Com tantos constrangimentos, preocupa-o a saúde física e mental dos médicos?

Sim, desde logo por causa do excesso de horas de trabalho que têm impacto na sua saúde e também na vida familiar. Por isso, o SIM pede a flexibilização dos horários e a autonomia das equipas para que possam definir os seus próprios objetivos e horários. Além disso, é preciso que o Estado cumpra a legislação. Temos milhares de médicos que nunca tiveram uma consulta de Medicina do Trabalho. Outra questão é a violência contra os profissionais de saúde. O que está a ser feito? Têm apoio?

“Nunca vamos ser um sindicato de protesto pelo protesto”

Com estas dificuldades, e com as greves, receia que a população possa ficar contra os médicos?

Julgo que não. A greve deve ser o último recurso e as pessoas reconhecem que os médicos enfrentam problemas, que ganham mal e que não têm boas condições de trabalho. O SIM tinha um compromisso de um ano para negociar com o Governo e durante esse período não convocámos greve. Partimos para a greve quando já não dava mesmo. Pela primeira vez também fizemos uma greve de internos e conseguimos um aumento da remuneração destes profissionais. Eles não têm qualquer apoio do Estado na formação. O SIM tem um fundo de 150 mil euros para apoio dos internos, por falha do Estado.

Nesse aspeto, diferem da FNAM, que fez greves durante o processo de negociação. Vão manter essa postura de ir para greve apenas quando é preciso?

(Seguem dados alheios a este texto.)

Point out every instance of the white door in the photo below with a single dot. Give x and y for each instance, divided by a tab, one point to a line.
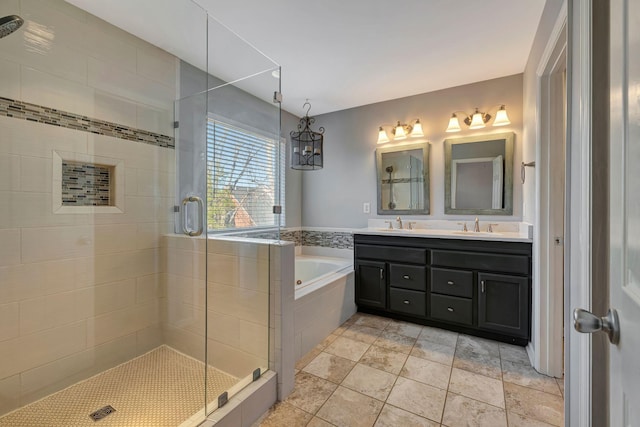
624	214
624	369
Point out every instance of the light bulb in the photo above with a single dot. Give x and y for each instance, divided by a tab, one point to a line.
454	124
417	130
501	118
400	133
382	136
476	121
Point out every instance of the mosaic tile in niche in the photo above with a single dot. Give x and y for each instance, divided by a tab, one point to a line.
86	184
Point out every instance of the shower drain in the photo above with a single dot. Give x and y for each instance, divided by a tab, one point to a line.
102	412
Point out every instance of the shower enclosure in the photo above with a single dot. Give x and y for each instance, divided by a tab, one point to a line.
138	192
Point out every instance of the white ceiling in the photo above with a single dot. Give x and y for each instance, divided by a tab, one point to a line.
346	53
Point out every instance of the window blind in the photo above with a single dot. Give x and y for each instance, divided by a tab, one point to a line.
245	178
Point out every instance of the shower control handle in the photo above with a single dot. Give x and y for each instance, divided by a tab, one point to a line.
185	228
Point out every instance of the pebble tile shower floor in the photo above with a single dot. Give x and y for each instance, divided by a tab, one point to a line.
373	371
160	388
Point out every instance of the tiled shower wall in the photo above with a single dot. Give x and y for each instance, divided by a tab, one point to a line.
237	295
79	292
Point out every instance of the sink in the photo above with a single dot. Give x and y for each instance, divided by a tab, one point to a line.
476	233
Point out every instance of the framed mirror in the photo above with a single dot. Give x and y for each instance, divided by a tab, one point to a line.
479	175
403	179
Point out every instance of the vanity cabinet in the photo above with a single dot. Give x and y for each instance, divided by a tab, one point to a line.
500	304
476	287
371	288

Sim! Nunca vamos ser um sindicato de protesto pelo protesto. Vamos sempre cumprir os protocolos negociais, sem recurso à greve. Apenas o faremos em circunstâncias extremas. O SIM é um sindicato credível, com quem os portugueses, os médicos e os governos podem conversar. É um interlocutor sério.

Têm surgido alguns movimentos na sociedade, como o Médicos em Luta. Considera que pode ser porque o papel dos sindicatos está de alguma forma descredibilizado?

O Médicos em Luta surgiu numa altura de grande contestação e as pessoas têm todo o direito em reivindicar e expressar o seu descontentamento. Não temos qualquer problema com isso. O SIM considera, todavia, que o processo negocial é formal e os sindicatos estão previstos, felizmente, na nossa legislação. Ainda bem que se mantêm ao fim de 50 anos de 25 de abril. Não podemos negociar ao sabor do que possam decidir pequenos ou grandes grupos. Temos que ser sérios e ter todas as cartas em cima da mesa. É preciso negociar com seriedade e com calma. Mas, claro, quando for necessário algo mais duro, como a greve, temos que enveredar por esse caminho.

O que podem os médicos esperar do SIM no seu mandato?

Nunca vão ficar sozinhos! Temos mais de 200 delegados sindicais pelo país, incluindo arquipélagos. Temos representatividade nacional para dar apoio todos os dias. Muitas vezes, os médicos têm receio em confrontar a entidade patronal e é para lhes dar voz que servem os sindicatos. Podemos apoiá-los juridicamente e vamos neste mandato alargar o conjunto de benefícios, nomeadamente na formação de internos e de especialistas. Podem contar com o SIM na defesa sindical, jurídica e apoio a formação.